11 eggs. Sold 35 @ 2/- score. Total this week: 58
[NEWSPAPER CUTTING]
FEEDING ALL HOME-GROWN FOODS
A Hampshire smallholder’s system
SMALLHOLDER poultry-keepers should be able to make a good income from their fowls if they take advantage of the opportunities for growing their own foodstuffs, or using those which they may have already grown.
On a Hampshire holding recently was met a poultry-keeper who uses nothing but home-grown produce, except fish meal.
Like many others, he has no special equipment for milling, although he can grind his corn coarsely. He has naturally adopted an all-mash feeding system, because coarse ground meals are excellent for such a purpose. It may not be the ideal way of feeding layers, but then, he says, it must be remembered that profit is the difference between production costs and returns.
The Grain Crops Used
The three crops which he uses are wheat, oats and beans. These are coarsely ground and the fish meal is added. The mixture consists of: Wheat, 34 parts by the weight; oats, 43 parts; beans, 14 parts; and fish meal, 12 parts. This makes just a hundredweight.
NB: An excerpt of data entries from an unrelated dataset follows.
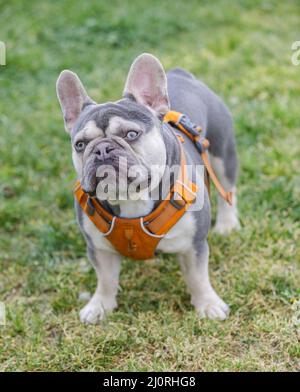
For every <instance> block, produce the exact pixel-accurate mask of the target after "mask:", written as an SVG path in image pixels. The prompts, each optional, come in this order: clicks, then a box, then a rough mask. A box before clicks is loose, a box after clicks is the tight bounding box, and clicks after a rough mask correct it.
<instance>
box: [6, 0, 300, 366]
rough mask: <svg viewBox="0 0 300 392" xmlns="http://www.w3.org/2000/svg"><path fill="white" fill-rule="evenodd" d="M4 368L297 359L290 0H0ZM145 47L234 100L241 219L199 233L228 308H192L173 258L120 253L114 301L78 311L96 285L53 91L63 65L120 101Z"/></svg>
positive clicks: (194, 364) (163, 59) (182, 365)
mask: <svg viewBox="0 0 300 392" xmlns="http://www.w3.org/2000/svg"><path fill="white" fill-rule="evenodd" d="M0 6H1V25H0V40H2V41H4V42H5V43H6V45H7V66H6V67H1V68H0V152H1V153H0V300H1V301H3V302H5V304H6V307H7V325H6V326H0V370H6V371H12V370H64V371H66V370H232V371H233V370H234V371H245V370H247V371H250V370H255V371H256V370H270V371H279V370H289V371H295V370H300V353H299V336H300V335H299V324H298V325H297V322H295V317H294V316H295V314H296V312H297V310H295V309H294V307H295V305H294V307H293V305H292V303H293V301H295V300H297V299H298V300H299V299H300V298H299V297H300V292H299V281H300V273H299V260H300V255H299V247H298V249H297V241H298V246H299V234H300V227H299V221H300V208H299V197H300V187H299V183H300V181H299V155H300V148H299V138H300V132H299V131H300V128H299V102H300V82H299V80H300V79H299V73H300V66H298V67H297V66H293V65H292V64H291V55H292V52H291V44H292V42H293V41H296V40H299V15H300V6H299V2H297V1H296V0H295V1H285V2H280V1H271V0H270V1H263V2H262V1H250V0H248V1H232V2H229V1H225V0H224V1H222V0H220V1H215V2H212V1H203V2H200V1H196V0H194V1H189V2H187V1H179V0H176V1H173V0H167V1H152V2H148V1H144V2H143V1H137V0H135V1H130V2H127V1H114V0H112V1H109V2H106V1H94V2H79V1H78V2H77V1H65V2H59V1H43V2H41V1H37V0H36V1H35V0H32V1H31V2H25V1H23V2H22V1H17V0H15V1H10V2H9V3H8V2H4V1H0ZM144 51H148V52H152V53H154V54H155V55H157V56H158V57H159V58H160V59H161V61H162V63H163V64H164V65H165V67H166V68H170V67H172V66H177V65H180V66H182V67H185V68H187V69H189V70H190V71H191V72H194V73H195V74H196V75H197V76H198V77H199V78H201V79H202V80H203V81H205V82H206V83H207V84H208V85H209V86H211V87H212V88H213V89H214V90H215V91H216V92H217V93H218V94H220V95H221V96H222V97H223V98H224V100H225V102H226V103H227V104H228V106H229V108H230V110H231V111H232V113H233V116H234V119H235V126H236V135H237V144H238V151H239V157H240V178H239V187H238V189H239V208H240V217H241V221H242V230H241V231H240V232H238V233H234V234H232V235H230V236H229V237H227V238H222V237H218V236H215V235H213V234H211V235H210V246H211V258H210V260H211V261H210V270H211V275H212V281H213V284H214V286H215V287H216V289H217V291H218V293H220V295H221V296H222V297H223V298H224V299H225V300H226V302H228V303H229V304H230V306H231V316H230V318H229V319H228V320H226V321H225V322H223V323H219V322H213V321H209V320H199V319H197V316H196V315H195V314H194V312H193V310H192V308H191V306H190V304H189V297H188V295H187V294H186V291H185V285H184V283H183V280H182V277H181V274H180V271H179V266H178V263H177V261H176V260H175V258H172V257H166V258H161V259H158V260H156V261H154V262H151V263H150V262H141V263H136V262H131V261H124V263H123V267H122V274H121V288H122V289H121V291H120V293H119V309H118V311H117V312H115V313H114V314H113V315H111V316H110V317H109V318H108V319H107V320H106V321H105V322H104V323H103V324H102V325H100V326H89V327H87V326H84V325H81V324H80V322H79V318H78V311H79V309H80V308H81V307H82V305H83V304H82V303H80V302H79V301H78V295H79V293H80V292H83V291H90V292H92V291H93V290H94V287H95V284H96V278H95V275H94V273H93V271H92V270H91V269H89V268H88V267H87V265H88V264H87V261H86V255H85V246H84V241H83V239H82V238H81V236H80V234H79V230H78V227H77V225H76V223H75V217H74V212H73V205H72V204H73V200H72V184H73V180H74V178H75V175H74V171H73V168H72V164H71V155H70V146H69V140H68V135H67V134H66V133H65V132H64V130H63V121H62V117H61V112H60V108H59V105H58V102H57V99H56V94H55V82H56V78H57V76H58V74H59V72H60V71H61V70H62V69H64V68H71V69H72V70H74V71H75V72H77V73H78V74H79V75H80V77H81V78H82V80H83V81H84V83H85V84H86V86H87V88H88V91H89V93H90V95H91V96H92V97H93V98H94V99H95V100H97V101H99V102H104V101H106V100H115V99H118V98H119V97H120V95H121V92H122V89H123V85H124V80H125V77H126V74H127V71H128V68H129V66H130V64H131V61H132V60H133V59H134V57H135V56H136V55H138V54H140V53H141V52H144Z"/></svg>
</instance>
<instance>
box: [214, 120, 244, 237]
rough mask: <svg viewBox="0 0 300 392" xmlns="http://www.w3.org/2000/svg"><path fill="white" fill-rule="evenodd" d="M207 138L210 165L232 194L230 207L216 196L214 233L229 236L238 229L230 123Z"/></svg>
mask: <svg viewBox="0 0 300 392" xmlns="http://www.w3.org/2000/svg"><path fill="white" fill-rule="evenodd" d="M226 125H227V126H226ZM208 136H211V137H210V138H209V141H210V148H209V157H210V162H211V165H212V167H213V169H214V171H215V173H216V174H217V177H218V179H219V180H220V182H221V184H222V185H223V187H224V188H225V190H226V191H230V192H232V206H230V205H229V204H228V203H227V202H226V201H225V200H224V199H223V198H222V197H221V196H220V195H219V194H218V196H217V197H218V209H217V217H216V225H215V227H214V231H215V232H217V233H219V234H229V233H230V232H231V231H232V230H233V229H239V228H240V224H239V219H238V209H237V195H236V180H237V172H238V161H237V153H236V147H235V141H234V135H233V129H232V123H231V121H230V122H227V124H226V122H224V124H223V129H221V130H220V129H218V131H217V132H213V133H211V135H208Z"/></svg>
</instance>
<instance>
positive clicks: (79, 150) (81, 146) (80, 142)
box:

The food is kept in front of the birds all the time in hoppers large enough to hold four-days’ supply. This supply is plenty, because one of the secrets of feeding is to use freshly-ground meals, since they are more palatable, and thus the birds eat more.
However, with this feeding system, it is essential to supply a considerable quantity of greenfood – on occasions when the daily allowance has been omitted production has fallen off considerably. But the farm produces plenty of kale and other forms of greenstuff, which is fed at the rate of about 11/4 oz. per bird per day.
A second point for emphasis is that, being fed on an all-mash diet, the birds require more water than usual. The vessels must be kept filled and during the hot weather shaded, so that the birds have a cooling drink whenever they want it.
I told you that the British secret weapon was the English gardener. Hell may be raining down on Europe and about to rain down on Britain, but the digging, seeding, mulching, weeding, pruning, the manuring… went on forever. No Nazi would understand, which is why Britian POWs in Stalag Luft III could tunnel their way out of the place – for them it was just like digging over the potatopatch. No wonder the most memorable wartime slogan was ‘Dig For Victory!’
Touche!
Max, indeed. And for the average wartime Brit, this all-mash diet with fish meal and kale sounds pretty good.